View Full Version : Marine town reacts to Bush's speech on Iraq

06-29-05, 07:28 AM
Posted on Wed, Jun. 29, 2005
Marine town reacts to Bush's speech on Iraq
Associated Press

OCEANSIDE, Calif. - Residents of this seaside Marine town - already girded for a long battle ahead - were little surprised that President Bush rejected suggestions for a timetable on troop withdrawal.

"If we give up in Iraq now, they'll go back to anarchy," said Rex Owens, 47, who watched President Bush's prime-time address Tuesday at the Rusty Spur bar. "We can't leave there with the job half done."

A handful of Marines from nearby Camp Pendleton watched the speech while getting haircuts at the Beachcomber Barbershop, where a photograph of President Bush hung on the wall, and U.S. Marine and American flags flew outside.

Cpl. James Anderson, 22, said he welcomed Bush's refusal to set a timetable.

"Like any Marine, you do the job until it's done. You don't just do it halfway and leave," said Anderson, a Houston native who said he was scheduled to leave for Iraq soon.

Fellow Houston native Cpl. Chase Krebbs, 22, agreed.

"I'm a Marine. That's why I joined, to do this stuff, to serve and protect," Krebbs said.

During his speech Tuesday night at Fort Bragg in North Carolina, Bush acknowledged the death toll from the 27-month-old war but sought to persuade skeptical Americans that his strategy for victory needed only time - not any changes - to be successful.

California-based troops have suffered more deaths than troops from any other state, accounting for 181 of 878 fatalities since the June 28, 2004, hand over of sovereignty to Iraq from the U.S.-led coalition.

Their deaths hit home in Oceanside, about 35 miles north of San Diego, where the main streets are lined with barber shops, dry cleaners and military supply stores that cater to the Camp Pendleton Marines. Many of the casualties are from Camp Pendleton's 1st Marine Expeditionary Force.

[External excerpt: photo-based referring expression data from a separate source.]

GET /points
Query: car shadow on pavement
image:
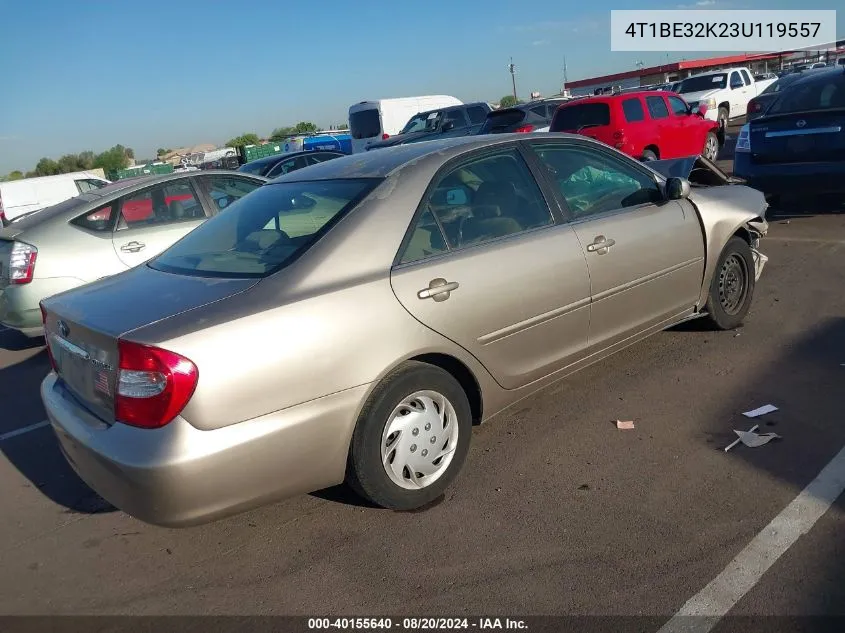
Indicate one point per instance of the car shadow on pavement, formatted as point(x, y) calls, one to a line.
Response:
point(36, 453)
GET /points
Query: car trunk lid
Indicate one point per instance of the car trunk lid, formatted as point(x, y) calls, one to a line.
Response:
point(799, 138)
point(82, 327)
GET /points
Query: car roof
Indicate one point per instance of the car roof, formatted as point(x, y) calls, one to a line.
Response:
point(382, 163)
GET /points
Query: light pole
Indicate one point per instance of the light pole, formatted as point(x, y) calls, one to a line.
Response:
point(512, 69)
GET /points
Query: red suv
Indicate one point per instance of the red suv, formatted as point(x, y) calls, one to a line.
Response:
point(649, 125)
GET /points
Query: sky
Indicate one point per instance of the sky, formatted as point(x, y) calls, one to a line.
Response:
point(78, 75)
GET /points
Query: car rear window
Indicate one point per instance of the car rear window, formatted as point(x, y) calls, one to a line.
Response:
point(821, 94)
point(365, 123)
point(574, 117)
point(263, 232)
point(633, 109)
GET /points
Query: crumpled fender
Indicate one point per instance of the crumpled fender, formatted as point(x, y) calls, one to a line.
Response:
point(726, 211)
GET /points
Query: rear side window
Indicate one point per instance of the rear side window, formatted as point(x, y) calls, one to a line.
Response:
point(99, 220)
point(815, 95)
point(657, 107)
point(633, 109)
point(365, 124)
point(574, 117)
point(476, 115)
point(265, 231)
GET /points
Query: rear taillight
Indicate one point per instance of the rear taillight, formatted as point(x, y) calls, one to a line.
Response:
point(22, 263)
point(46, 335)
point(153, 385)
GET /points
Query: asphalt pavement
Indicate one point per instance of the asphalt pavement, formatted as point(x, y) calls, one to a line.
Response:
point(556, 512)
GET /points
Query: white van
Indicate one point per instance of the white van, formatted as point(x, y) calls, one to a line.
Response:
point(31, 194)
point(377, 120)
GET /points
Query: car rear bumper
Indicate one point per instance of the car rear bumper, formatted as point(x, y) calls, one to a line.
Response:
point(178, 475)
point(19, 304)
point(807, 178)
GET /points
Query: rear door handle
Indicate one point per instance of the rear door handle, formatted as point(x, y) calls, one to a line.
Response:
point(600, 245)
point(438, 289)
point(133, 247)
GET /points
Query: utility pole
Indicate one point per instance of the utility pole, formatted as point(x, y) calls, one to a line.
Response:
point(512, 69)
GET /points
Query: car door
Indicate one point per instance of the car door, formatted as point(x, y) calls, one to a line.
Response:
point(152, 219)
point(686, 131)
point(659, 113)
point(645, 254)
point(487, 265)
point(739, 95)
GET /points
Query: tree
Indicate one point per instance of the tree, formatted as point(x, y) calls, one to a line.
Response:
point(250, 138)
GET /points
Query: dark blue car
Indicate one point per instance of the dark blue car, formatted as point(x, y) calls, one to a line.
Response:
point(798, 144)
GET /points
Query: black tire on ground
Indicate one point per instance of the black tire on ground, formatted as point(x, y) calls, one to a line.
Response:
point(365, 473)
point(732, 288)
point(711, 147)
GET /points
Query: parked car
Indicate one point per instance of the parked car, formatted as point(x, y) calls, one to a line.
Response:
point(18, 197)
point(798, 144)
point(646, 125)
point(371, 121)
point(757, 106)
point(279, 164)
point(459, 120)
point(726, 93)
point(341, 322)
point(103, 232)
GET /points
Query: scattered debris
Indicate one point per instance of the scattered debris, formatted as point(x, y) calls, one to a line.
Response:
point(766, 408)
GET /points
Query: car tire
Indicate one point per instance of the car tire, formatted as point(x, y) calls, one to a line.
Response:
point(728, 305)
point(711, 147)
point(379, 459)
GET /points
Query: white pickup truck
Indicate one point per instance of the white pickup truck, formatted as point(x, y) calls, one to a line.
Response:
point(725, 92)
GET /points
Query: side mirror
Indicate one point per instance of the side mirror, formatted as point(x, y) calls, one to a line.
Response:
point(677, 188)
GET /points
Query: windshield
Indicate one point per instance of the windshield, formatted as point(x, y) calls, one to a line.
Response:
point(264, 231)
point(705, 82)
point(423, 122)
point(576, 117)
point(821, 94)
point(364, 124)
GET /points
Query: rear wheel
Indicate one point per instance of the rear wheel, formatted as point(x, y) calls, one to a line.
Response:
point(411, 438)
point(711, 147)
point(732, 287)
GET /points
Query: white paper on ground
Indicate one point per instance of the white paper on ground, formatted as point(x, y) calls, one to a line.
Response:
point(753, 440)
point(767, 408)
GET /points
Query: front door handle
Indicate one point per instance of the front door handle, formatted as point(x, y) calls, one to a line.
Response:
point(133, 247)
point(600, 245)
point(438, 289)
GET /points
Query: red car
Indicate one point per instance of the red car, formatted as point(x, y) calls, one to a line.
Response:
point(650, 125)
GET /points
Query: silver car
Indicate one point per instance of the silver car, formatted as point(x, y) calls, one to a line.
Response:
point(103, 232)
point(352, 320)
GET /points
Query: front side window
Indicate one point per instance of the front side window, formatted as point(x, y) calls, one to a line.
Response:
point(99, 220)
point(679, 106)
point(592, 182)
point(167, 203)
point(264, 231)
point(488, 198)
point(657, 107)
point(224, 190)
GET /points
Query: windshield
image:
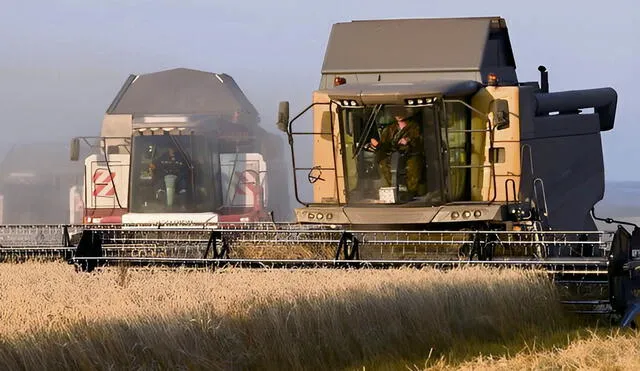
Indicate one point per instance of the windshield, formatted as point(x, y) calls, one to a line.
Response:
point(396, 154)
point(173, 173)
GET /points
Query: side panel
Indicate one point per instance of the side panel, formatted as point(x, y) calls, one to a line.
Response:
point(506, 153)
point(76, 206)
point(244, 179)
point(100, 178)
point(324, 147)
point(326, 81)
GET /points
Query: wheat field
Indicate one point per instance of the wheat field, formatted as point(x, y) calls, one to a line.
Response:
point(54, 318)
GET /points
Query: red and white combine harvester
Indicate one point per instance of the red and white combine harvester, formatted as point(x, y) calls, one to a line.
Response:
point(182, 147)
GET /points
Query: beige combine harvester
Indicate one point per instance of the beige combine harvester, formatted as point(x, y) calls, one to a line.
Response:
point(427, 151)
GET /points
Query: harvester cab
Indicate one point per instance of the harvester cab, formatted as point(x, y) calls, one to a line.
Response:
point(164, 158)
point(446, 137)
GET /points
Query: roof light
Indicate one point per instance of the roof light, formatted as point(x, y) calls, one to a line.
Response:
point(492, 79)
point(337, 81)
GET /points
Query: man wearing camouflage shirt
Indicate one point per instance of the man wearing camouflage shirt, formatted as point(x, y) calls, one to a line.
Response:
point(403, 136)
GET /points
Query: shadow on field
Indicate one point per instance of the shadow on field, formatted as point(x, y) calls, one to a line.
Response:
point(351, 328)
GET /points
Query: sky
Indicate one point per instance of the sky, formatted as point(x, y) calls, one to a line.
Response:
point(62, 62)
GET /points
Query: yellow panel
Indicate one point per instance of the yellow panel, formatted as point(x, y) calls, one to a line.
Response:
point(323, 152)
point(482, 185)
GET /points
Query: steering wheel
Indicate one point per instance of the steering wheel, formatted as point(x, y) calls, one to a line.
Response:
point(314, 178)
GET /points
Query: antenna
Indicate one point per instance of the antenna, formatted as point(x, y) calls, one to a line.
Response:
point(544, 79)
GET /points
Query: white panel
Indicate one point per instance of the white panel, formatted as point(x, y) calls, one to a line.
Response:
point(243, 177)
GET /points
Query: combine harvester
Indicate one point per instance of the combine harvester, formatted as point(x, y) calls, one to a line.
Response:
point(180, 147)
point(488, 171)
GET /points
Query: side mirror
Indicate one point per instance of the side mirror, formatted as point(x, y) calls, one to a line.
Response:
point(75, 149)
point(283, 116)
point(500, 110)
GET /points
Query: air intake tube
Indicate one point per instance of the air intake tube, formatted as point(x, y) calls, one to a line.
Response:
point(603, 101)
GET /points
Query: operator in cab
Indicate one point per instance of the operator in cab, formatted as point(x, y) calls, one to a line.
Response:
point(171, 174)
point(402, 136)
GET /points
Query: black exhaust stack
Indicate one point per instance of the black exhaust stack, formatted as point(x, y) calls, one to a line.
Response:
point(544, 79)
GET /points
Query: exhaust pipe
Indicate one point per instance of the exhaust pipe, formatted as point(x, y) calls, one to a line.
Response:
point(544, 79)
point(602, 100)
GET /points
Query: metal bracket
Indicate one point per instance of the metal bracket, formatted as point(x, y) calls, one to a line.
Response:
point(349, 245)
point(90, 246)
point(221, 250)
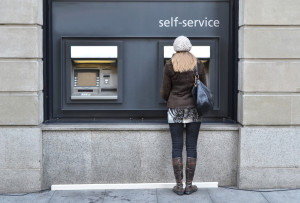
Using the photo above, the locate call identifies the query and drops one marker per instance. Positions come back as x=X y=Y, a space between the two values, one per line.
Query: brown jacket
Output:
x=176 y=87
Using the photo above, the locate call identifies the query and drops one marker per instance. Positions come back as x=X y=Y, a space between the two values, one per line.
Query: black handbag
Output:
x=203 y=98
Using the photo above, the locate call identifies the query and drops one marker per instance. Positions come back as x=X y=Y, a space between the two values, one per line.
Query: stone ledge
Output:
x=21 y=108
x=20 y=180
x=132 y=127
x=21 y=12
x=268 y=178
x=263 y=109
x=263 y=42
x=21 y=75
x=274 y=75
x=21 y=41
x=269 y=12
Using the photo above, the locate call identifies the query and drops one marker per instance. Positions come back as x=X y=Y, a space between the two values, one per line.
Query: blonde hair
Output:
x=183 y=61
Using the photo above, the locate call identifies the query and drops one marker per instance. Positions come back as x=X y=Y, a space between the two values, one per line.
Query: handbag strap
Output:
x=196 y=75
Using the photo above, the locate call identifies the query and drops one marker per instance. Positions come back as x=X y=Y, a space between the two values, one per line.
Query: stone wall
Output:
x=21 y=95
x=269 y=99
x=141 y=153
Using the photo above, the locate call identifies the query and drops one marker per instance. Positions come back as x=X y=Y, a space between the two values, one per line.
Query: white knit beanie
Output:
x=182 y=43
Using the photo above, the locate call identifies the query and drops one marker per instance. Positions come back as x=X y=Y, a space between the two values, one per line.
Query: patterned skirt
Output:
x=183 y=115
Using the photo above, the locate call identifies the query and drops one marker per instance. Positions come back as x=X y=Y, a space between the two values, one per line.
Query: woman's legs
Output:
x=192 y=131
x=176 y=130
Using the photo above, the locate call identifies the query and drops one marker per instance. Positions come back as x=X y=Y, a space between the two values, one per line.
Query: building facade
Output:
x=49 y=136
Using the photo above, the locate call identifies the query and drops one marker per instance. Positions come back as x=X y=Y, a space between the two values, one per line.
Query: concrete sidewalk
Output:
x=219 y=195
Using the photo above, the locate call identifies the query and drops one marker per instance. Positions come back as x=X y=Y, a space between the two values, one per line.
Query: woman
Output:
x=176 y=89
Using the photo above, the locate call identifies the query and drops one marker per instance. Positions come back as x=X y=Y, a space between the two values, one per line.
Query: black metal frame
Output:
x=48 y=74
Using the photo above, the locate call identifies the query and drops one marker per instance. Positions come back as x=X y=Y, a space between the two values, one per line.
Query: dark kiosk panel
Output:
x=107 y=57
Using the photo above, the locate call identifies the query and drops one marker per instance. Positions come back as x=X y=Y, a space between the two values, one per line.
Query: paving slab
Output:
x=80 y=196
x=168 y=196
x=222 y=195
x=290 y=196
x=40 y=197
x=133 y=196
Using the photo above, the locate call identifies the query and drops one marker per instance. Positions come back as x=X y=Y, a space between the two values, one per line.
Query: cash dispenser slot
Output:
x=94 y=73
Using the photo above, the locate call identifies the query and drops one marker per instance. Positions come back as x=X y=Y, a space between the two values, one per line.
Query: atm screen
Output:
x=86 y=78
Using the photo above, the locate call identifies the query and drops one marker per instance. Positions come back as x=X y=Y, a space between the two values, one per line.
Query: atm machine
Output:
x=94 y=73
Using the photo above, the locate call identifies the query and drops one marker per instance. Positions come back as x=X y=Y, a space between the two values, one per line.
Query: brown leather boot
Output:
x=190 y=171
x=178 y=172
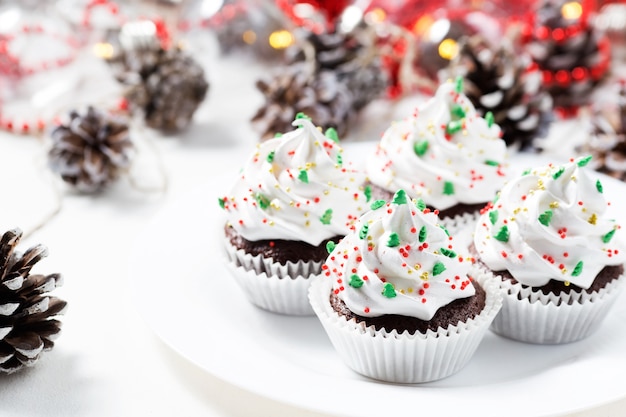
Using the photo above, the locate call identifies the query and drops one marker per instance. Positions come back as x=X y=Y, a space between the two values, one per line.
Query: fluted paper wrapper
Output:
x=271 y=286
x=404 y=358
x=533 y=317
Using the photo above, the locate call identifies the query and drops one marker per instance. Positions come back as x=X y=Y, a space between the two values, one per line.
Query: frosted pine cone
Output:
x=499 y=81
x=28 y=324
x=353 y=58
x=91 y=150
x=292 y=90
x=166 y=86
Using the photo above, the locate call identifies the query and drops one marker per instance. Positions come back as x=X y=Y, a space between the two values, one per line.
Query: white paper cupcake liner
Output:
x=283 y=290
x=533 y=317
x=402 y=357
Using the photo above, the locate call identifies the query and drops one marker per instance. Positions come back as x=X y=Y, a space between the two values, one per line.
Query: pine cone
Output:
x=572 y=55
x=322 y=97
x=498 y=80
x=27 y=311
x=352 y=57
x=607 y=142
x=165 y=85
x=91 y=150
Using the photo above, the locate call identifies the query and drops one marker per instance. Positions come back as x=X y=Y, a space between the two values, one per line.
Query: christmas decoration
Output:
x=352 y=56
x=572 y=55
x=500 y=81
x=607 y=141
x=297 y=89
x=91 y=150
x=255 y=27
x=28 y=313
x=165 y=86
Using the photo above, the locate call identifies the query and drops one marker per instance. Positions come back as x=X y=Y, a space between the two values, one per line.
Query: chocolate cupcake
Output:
x=445 y=154
x=553 y=250
x=396 y=299
x=293 y=196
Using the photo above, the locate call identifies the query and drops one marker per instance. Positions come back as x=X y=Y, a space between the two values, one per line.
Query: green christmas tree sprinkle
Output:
x=388 y=290
x=421 y=147
x=399 y=197
x=558 y=173
x=378 y=204
x=489 y=118
x=448 y=188
x=503 y=234
x=584 y=161
x=330 y=246
x=331 y=134
x=355 y=281
x=327 y=216
x=368 y=193
x=422 y=234
x=394 y=240
x=438 y=268
x=457 y=111
x=262 y=200
x=545 y=217
x=607 y=238
x=363 y=231
x=448 y=252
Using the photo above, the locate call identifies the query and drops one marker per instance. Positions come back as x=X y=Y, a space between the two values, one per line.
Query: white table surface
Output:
x=107 y=361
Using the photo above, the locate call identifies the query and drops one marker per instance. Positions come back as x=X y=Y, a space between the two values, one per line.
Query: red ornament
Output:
x=330 y=9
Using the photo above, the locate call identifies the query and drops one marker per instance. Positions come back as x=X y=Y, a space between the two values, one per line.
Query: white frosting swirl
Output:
x=550 y=224
x=296 y=187
x=445 y=153
x=399 y=260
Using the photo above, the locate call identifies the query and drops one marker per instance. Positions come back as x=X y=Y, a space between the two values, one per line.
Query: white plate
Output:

At Mary's Family Restaurant in Oceanside, Pat Tolford said she supported Bush's effort to shore up support for the war.

"I think he's just trying to get everyone behind him," she said over a plate of fish and chips.

Asked if he succeeded, she responded it was hard to say.

Restaurant owner Jose Hernandez said his customers continue to support the war despite the mounting casualties. One customer recently stopped in to tell him that her son died in Iraq during his second tour there, Hernandez said.

"We have a lot of kids still there. We can't stop supporting them until they come home," he said.

Joe Villamar, who cuts hair for Marines at Best Barbers, missed the second half of Bush's address to take a phone call.

"There was no news, nothing we haven't heard before," he said. A yellow ribbon was painted on the barber shop window, next to the words, "Welcome Home Troops."